MT: We do not associate with gentrifiers! Our shows are safe spaces against xenophobia, ageism, homophobia, misogyny and sexual harassment. Our main priority is to serve marginalized communities. That being said, Hydro Punk is strictly run by local residents of color.
How did you figure out your "purpose"?
MT: New York City is prominently known as being the gecko of music, arts, and culture. It’s important to note that while Manhattan, Brooklyn, and Queens tend to be considered cultural hot spots, the Bronx lacks well-funded institutions and programs to provide an enriched art experience for its locals. For a borough that is recognized as playing an important role in the emergence of hip-hop, Latin music, and other artistic elements such as graffiti and breakdancing, there is a lack of platforms and art-oriented programs. In the face of such disparities, we’re trying to expand our horizons and plan on doing whatever we can to flip the script. Holding these spaces is our way of preserving culture and creating a safe, liberating space in a time when these spaces may not exist. Having organized music shows over the last four years, for the rest of 2018, we will be focusing on educational panels and workshops that deal with machismo in the punk scene, hosting open mics, things of that nature.

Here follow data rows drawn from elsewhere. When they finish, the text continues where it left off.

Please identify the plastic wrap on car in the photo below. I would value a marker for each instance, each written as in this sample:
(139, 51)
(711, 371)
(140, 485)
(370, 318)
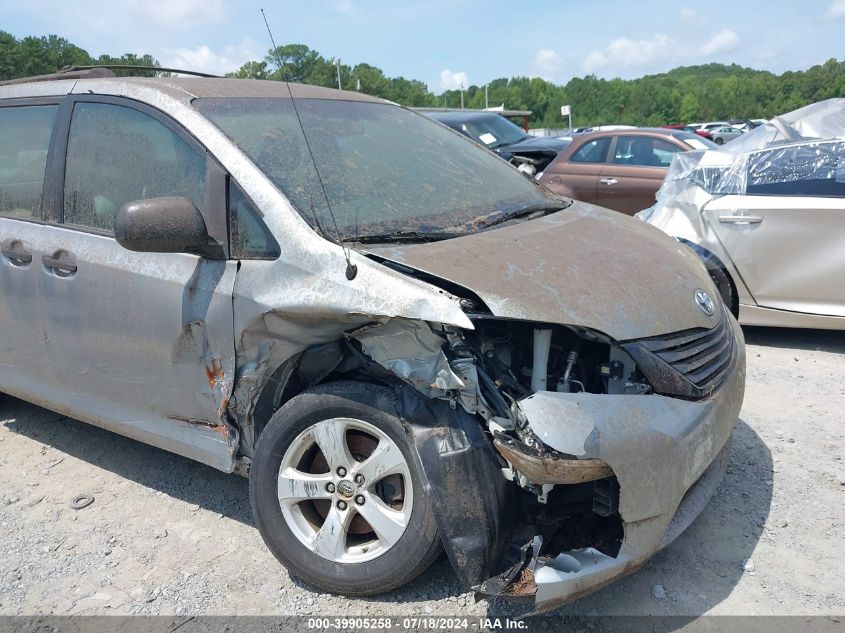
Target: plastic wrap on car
(806, 144)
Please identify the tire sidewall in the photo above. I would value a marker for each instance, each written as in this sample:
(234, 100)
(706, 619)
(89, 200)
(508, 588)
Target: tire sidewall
(342, 400)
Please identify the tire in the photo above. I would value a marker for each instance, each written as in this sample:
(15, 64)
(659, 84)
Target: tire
(726, 289)
(290, 449)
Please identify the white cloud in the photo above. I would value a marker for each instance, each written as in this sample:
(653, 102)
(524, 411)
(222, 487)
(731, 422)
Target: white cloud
(722, 42)
(204, 59)
(345, 7)
(626, 53)
(453, 81)
(178, 13)
(548, 63)
(688, 15)
(836, 9)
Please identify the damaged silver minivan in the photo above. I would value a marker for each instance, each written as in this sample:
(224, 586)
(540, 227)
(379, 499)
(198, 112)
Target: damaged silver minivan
(404, 342)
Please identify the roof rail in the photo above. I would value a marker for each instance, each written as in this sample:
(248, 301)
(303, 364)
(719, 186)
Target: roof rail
(97, 72)
(157, 69)
(90, 73)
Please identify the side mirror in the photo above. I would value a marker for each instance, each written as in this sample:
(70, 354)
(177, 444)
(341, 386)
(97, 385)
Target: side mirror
(164, 225)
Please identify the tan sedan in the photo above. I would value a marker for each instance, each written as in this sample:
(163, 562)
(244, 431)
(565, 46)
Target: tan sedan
(618, 169)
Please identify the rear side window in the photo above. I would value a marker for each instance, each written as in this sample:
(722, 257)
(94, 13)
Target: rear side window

TT: During my experiences as a student and intern, I saw how much racism existed within the art institutions I worked for. It’s so important to have educational programs run by people who understand the community. HP’s goal is to create an event that is run by locals, for the locals and to provide content that is representative of our neighborhoods.

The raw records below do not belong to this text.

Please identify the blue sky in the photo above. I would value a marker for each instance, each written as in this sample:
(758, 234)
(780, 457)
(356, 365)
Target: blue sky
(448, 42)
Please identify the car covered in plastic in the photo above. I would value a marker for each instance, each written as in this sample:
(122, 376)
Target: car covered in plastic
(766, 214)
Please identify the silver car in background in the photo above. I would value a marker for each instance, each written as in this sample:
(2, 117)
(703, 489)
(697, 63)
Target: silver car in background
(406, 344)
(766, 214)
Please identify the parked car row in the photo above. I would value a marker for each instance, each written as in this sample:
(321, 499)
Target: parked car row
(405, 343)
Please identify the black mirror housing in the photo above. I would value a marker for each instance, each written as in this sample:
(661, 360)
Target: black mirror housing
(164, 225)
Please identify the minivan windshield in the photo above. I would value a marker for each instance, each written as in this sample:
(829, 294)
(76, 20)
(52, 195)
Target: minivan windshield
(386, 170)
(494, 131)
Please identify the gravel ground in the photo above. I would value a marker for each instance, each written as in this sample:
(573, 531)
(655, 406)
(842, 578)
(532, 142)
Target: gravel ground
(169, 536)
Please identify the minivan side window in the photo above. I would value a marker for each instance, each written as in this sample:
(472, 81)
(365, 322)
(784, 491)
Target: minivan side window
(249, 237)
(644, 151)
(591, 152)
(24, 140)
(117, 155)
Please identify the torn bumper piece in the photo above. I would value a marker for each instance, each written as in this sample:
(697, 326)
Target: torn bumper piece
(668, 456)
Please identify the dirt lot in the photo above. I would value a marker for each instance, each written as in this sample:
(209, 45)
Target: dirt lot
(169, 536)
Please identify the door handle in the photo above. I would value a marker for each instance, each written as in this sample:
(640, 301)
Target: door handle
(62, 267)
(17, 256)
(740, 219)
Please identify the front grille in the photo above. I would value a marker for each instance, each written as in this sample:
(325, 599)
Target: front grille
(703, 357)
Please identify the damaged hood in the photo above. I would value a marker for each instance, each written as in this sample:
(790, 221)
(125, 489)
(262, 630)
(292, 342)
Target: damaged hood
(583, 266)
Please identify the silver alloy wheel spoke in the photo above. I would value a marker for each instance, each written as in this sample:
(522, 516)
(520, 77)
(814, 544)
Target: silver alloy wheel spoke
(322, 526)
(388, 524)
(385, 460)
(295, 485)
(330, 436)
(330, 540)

Did you have any inspiration or guidance throughout the years?
MT: It’s important to look back into musical diasporas that empowered communities that faced displacement from their native lands. Within the mid-19th century, the nation’s racial and ethnic population took a drastic turn as a new wave of immigration began flowing from Latin America. As immigrants settled all over the United States, their food, music, and other cultural customs joined them, too. In New York City, immigrants from Puerto Rico and the Dominican Republic dominated the urban music scene. To preserve their musical identity, underground Puerto Rican dance halls formed. Music was the tool used to unify the people with tunes that infused the old with the new. With the development of these “indie” venues, community members were able to connect with one another. For example, the genre of salsa emerged, which was when Cubans began to collaborate with New York-based Puerto Rican musicians. Ultimately, the music that emerged from the underground shows us just how we can work together to resist stigmas and disparities. Hydro Punk is an ode to the diasporas, collectives, and radical groups that came before us. We hope to channel some of the work they did in everything that we do for the Bronx.